Dann waren sie wieder auf der Landstraße und fuhren, begleitet von melancholischer Musik, von der Küste weg in Richtung Landesinnere, in Richtung Gebirge. An einem von einer weißen Mauer umgebenen Friedhof, der einsam in der Landschaft lag, hielt er an. Der Regen hatte für einen Moment aufgehört. Friedhöfe interessierten ihn, er wolle ein paar Bilder machen, verkündete er, ob die beiden mitkämen. Die vorlaute, selbstbewusste Rosa kniff, sie habe Angst vor Friedhöfen, gestand sie, da sei es ihr unheimlich, sie wolle den Geistern der Toten nicht begegnen. Ima hatte wegen der Geister kein Problem und so gingen sie zu zweit zum Eingangstor und weiter zu den Gräbern, die schon reichlich verfallen und ziemlich ungepflegt waren, aber genau deshalb wunderbare Motive abgaben. Dazu der graue, wolkenverhangene Himmel, im Hintergrund die schwarzen Berge, welch ideale Stimmung für den Besuch der Geister. Und dann Ima, die junge Frau, wieder in schwarzen Jeans und schwarzem Pulli, welch Kontrast und zugleich welche Verstärkung der morbiden Stimmung Ima die Willige, die ausdauernd posierte, über Gräber stieg, sich auf die Mauer setzte, einen verdorrten Kranz auf den Kopf setzte. Ima, das perfekte Fotomodell, das mit einem langen Kuss, hinter der kleinen Kapelle und außer Sichtweite von Rosa, belohnt wurde. Rosa im Auto, die wieder einmal zu kurz gekommen war und sich vielleicht erneut in ihre Eifersucht gesteigert hätte, wenn sie gesehen hätte, wie leidenschaftlich sich die beiden umarmten, wie heiß sie sich küssten und wie ihre Hände den Körper des anderen gierig abtasteten. Aber als sie wieder im Auto waren, sagte Rosa kein Wort, stellte keine Frage und auch Ima blieb stumm.

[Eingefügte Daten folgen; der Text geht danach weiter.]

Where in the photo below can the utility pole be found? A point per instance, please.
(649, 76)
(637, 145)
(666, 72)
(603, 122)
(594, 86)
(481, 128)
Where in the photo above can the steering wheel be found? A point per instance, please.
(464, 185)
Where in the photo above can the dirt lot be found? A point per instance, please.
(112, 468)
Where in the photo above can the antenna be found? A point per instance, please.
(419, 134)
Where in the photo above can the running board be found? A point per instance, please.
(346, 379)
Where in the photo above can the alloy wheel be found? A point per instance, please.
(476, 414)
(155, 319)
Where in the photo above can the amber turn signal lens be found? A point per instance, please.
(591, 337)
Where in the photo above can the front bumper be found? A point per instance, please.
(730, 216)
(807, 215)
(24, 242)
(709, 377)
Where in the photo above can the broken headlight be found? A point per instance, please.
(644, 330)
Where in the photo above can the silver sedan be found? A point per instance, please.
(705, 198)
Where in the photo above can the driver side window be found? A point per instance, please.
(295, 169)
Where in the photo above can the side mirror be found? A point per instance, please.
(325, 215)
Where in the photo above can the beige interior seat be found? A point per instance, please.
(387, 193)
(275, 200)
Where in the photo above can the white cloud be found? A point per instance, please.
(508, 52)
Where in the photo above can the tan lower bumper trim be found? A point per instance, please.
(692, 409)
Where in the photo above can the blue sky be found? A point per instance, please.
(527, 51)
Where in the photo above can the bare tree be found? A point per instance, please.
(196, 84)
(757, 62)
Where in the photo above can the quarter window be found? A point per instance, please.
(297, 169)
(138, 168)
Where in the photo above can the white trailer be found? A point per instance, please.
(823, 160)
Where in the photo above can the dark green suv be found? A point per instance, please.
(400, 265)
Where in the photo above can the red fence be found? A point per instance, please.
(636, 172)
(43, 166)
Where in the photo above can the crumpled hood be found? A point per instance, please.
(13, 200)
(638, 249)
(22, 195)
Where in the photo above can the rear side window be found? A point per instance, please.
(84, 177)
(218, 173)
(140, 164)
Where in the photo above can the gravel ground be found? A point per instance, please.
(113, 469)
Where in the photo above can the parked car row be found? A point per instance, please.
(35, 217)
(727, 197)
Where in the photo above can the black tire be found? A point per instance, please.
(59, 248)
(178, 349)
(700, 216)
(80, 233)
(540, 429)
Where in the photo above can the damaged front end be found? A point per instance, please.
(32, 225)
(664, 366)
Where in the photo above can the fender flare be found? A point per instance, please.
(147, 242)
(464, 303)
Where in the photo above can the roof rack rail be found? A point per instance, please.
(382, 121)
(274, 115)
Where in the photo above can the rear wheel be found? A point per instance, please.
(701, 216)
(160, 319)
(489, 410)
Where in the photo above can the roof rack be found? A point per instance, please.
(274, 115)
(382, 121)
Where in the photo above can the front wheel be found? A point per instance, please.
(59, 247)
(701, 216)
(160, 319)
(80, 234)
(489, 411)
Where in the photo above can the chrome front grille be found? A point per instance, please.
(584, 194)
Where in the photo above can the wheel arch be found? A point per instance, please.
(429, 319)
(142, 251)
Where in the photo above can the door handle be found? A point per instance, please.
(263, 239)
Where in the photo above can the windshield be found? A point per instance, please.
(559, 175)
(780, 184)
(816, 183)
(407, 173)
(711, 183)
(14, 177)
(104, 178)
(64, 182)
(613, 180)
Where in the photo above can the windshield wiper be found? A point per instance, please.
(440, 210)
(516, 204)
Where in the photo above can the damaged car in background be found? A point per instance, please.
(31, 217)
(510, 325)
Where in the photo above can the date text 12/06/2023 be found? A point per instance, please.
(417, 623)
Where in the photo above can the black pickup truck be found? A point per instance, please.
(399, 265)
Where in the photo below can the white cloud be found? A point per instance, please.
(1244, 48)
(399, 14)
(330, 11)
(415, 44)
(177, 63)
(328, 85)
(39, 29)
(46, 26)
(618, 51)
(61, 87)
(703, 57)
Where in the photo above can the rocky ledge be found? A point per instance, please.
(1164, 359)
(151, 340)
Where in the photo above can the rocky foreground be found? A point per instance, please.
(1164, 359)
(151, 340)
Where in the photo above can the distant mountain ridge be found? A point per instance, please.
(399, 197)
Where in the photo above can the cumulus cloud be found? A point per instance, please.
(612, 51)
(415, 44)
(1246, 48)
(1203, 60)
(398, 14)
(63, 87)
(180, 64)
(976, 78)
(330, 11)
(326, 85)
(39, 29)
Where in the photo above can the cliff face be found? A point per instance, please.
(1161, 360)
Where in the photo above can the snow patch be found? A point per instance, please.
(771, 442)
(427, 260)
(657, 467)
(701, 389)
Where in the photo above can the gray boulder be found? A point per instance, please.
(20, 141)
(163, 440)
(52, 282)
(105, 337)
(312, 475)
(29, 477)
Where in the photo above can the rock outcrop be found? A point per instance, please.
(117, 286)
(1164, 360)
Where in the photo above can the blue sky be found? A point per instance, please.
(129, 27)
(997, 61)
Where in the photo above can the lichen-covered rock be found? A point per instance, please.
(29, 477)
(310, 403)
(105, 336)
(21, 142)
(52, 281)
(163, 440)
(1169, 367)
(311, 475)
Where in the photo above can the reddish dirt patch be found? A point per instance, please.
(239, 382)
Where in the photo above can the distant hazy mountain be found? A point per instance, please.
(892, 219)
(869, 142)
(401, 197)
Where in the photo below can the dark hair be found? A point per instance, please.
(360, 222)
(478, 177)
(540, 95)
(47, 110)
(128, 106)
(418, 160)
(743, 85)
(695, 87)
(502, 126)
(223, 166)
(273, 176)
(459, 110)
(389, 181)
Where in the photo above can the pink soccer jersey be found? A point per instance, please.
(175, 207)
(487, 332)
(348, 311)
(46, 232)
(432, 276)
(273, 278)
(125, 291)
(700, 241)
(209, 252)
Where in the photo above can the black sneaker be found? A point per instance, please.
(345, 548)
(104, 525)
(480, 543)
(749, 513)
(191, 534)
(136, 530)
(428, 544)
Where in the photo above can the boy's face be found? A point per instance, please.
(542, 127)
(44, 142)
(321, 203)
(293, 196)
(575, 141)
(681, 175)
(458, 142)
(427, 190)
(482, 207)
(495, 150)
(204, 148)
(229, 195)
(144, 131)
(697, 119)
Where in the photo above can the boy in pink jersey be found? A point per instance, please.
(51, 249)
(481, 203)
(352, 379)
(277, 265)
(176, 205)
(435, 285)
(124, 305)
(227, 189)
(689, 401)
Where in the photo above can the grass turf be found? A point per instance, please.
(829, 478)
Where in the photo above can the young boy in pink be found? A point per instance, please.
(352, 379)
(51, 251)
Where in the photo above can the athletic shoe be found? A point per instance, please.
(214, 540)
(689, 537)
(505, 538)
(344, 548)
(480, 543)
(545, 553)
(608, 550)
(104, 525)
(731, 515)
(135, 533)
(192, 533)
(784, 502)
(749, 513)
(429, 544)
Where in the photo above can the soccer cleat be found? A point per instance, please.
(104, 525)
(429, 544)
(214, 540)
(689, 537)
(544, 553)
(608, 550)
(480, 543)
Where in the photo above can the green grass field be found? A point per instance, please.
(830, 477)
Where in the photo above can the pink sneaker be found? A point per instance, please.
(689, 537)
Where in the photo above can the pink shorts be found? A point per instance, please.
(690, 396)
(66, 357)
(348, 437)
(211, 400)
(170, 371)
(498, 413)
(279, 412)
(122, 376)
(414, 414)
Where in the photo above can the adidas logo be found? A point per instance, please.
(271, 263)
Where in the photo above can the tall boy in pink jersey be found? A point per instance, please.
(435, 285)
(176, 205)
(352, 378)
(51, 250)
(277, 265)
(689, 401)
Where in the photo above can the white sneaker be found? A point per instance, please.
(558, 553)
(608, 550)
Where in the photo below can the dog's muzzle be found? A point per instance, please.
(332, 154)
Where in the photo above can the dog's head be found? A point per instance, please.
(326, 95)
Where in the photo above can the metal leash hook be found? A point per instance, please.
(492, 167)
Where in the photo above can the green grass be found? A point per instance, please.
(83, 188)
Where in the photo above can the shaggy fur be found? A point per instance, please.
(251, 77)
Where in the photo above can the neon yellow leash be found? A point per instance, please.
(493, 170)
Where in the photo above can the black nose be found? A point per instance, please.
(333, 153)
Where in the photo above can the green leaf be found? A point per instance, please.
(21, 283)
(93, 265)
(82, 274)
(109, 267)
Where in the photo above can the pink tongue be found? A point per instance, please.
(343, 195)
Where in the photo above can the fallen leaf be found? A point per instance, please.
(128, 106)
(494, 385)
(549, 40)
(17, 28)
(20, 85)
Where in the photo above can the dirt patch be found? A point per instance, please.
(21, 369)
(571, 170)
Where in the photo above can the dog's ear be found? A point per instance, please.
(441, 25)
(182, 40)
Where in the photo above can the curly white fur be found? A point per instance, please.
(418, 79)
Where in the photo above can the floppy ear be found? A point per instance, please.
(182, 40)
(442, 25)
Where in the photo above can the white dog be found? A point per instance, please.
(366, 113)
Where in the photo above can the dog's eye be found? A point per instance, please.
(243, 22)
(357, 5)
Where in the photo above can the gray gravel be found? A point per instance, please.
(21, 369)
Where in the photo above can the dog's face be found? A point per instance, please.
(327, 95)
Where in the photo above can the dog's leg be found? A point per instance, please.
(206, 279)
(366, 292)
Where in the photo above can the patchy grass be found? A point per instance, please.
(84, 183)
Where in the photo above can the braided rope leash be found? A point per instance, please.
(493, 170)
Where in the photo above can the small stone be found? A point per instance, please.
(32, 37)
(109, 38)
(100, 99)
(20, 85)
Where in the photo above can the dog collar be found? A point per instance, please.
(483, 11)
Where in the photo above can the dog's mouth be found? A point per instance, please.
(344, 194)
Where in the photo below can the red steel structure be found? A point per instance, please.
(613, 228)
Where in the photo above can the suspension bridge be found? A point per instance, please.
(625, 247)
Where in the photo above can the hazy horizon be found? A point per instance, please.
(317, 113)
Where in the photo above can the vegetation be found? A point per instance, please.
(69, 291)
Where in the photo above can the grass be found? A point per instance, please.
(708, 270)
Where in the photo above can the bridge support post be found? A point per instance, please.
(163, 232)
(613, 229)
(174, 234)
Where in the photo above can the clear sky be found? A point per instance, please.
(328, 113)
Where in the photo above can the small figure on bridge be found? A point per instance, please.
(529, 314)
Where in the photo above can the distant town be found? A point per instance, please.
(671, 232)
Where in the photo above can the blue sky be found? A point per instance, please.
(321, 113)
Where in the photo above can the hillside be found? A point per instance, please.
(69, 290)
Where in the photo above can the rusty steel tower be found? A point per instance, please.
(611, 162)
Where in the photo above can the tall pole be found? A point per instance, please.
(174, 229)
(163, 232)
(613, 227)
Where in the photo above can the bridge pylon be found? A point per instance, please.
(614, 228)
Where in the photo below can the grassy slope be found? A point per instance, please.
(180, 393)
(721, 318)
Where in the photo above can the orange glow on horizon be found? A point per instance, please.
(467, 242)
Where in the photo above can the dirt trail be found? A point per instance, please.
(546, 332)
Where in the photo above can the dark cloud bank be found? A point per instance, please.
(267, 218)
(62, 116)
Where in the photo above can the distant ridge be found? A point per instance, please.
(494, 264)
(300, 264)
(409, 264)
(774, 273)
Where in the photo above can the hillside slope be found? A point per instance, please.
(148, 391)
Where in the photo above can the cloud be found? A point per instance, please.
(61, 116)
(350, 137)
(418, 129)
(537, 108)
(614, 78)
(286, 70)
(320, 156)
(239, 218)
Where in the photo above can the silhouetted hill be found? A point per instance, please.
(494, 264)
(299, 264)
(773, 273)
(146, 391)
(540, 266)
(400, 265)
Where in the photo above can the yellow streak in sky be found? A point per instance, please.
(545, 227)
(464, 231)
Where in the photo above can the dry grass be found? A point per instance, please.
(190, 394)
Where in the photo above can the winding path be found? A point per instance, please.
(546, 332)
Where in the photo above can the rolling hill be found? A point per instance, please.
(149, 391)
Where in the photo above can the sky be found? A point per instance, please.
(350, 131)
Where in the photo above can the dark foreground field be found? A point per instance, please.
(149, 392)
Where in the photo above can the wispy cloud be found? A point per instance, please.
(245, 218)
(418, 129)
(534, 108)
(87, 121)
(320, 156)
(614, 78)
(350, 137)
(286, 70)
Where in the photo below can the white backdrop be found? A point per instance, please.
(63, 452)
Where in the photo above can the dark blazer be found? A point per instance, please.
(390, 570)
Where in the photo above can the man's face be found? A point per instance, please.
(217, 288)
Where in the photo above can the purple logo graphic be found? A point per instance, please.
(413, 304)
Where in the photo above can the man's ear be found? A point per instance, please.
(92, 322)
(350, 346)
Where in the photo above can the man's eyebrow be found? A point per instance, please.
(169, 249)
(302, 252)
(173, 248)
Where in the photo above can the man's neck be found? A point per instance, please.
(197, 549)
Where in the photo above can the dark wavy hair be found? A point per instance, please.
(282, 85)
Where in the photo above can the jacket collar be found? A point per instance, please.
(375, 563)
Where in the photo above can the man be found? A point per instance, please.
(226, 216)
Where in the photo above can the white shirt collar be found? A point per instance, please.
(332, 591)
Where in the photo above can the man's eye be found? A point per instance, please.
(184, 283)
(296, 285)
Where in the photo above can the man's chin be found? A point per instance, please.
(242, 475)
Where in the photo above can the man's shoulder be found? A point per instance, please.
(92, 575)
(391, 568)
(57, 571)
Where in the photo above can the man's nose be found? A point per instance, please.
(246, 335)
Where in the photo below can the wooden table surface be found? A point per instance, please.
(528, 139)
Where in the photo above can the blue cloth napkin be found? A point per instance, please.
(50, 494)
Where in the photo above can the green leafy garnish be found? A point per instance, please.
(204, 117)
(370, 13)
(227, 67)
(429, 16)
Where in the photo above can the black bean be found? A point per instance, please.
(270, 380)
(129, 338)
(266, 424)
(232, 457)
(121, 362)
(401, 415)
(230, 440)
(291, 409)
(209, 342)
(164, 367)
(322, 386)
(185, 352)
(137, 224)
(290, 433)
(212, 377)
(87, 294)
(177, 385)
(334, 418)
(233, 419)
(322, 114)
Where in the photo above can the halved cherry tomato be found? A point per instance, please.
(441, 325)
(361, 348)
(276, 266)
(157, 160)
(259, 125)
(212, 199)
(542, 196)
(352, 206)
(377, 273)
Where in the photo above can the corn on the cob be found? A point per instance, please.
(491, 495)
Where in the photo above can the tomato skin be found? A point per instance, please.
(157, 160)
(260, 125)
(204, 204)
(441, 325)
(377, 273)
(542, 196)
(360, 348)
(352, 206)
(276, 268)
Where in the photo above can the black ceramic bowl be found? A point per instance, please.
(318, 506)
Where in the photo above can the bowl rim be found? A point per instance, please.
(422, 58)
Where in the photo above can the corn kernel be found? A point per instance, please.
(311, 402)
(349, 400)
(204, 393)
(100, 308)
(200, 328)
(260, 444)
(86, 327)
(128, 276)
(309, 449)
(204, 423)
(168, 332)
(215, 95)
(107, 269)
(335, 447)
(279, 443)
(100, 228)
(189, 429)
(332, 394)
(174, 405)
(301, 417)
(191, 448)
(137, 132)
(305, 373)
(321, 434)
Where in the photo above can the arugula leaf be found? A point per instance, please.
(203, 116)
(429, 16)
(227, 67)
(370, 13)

Sie fuhren weiter und dann, mitten auf der Landstraße und bei neu eingesetztem Regen, geschah etwas, was nicht hätte geschehen dürfen, etwas, was ihn aus dem Konzept brachte, ein Ereignis, bei dem auch die Mädchen keine Hilfe waren. Aus heiterem Himmel, wie man so sagt, was aber in diesem Moment absolut unzutreffend war, fing der Motor an zu stottern. Benzin hatten sie genug, darauf hatte er seit dem Zwischenfall mit der ersten Tankstelle peinlich geachtet. Der Motor stotterte und ging aus. Als er wieder starten wollte, heulte er laut auf, wie ein gequältes Tier, um sich dann, als er Gas gab, still zu verabschieden, wie ein verendendes Tier. Das wiederholte sich ein paar Mal, dann merkte er, dass es immer länger dauerte, bis man den Anlasser hörte und er fürchtete, dass die Batterie bald nicht mehr genügend Saft haben würde. Ein Blick unter die Motorhaube brachte keine neuen Erkenntnisse und ein letzter Startversuch war genauso erfolglos, wie die davor. Es war denn auch der Letzte, denn nun regte sich gar nichts mehr, die Batterie war leer. Ratlos, hungrig, frierend saßen sie in dem Jeely und hatten keine Ahnung, was zu tun sei und wie es weitergehen würde. Und wieder hatten sie Glück und Hilfe nahte, diesmal in Form eines mächtigen Traktors. Der Fahrer hielt an, erkundigte sich, was los sei und bot sofort an, das Auto bis in das nächste Dorf abzuschleppen. Dort gäbe es zwar keine Werkstatt, aber einen Mann, der sich auskenne, einen Automechaniker, der früher, vor vielen Jahren in Ostdeutschland gelernt und gearbeitet hatte und deswegen etwas von Autos verstünde. Auf seine Bemerkung, dass er selbst aus Deutschland stamme, fragte der Bauer interessiert, ob aus Ost oder West, Ost gut, West schlecht, sagte er lakonisch. Dass es seit vielen Jahren nur noch ein Deutschland gab, hatte sich noch nicht bis in diese Weltgegend herumgesprochen. Der Bauer befestigte eine schwere Kette an der Stoßstange des Jeelys und dann zockelten sie los und gelangten schon bald zum Haus des Mechanikers aus Ostdeutschland.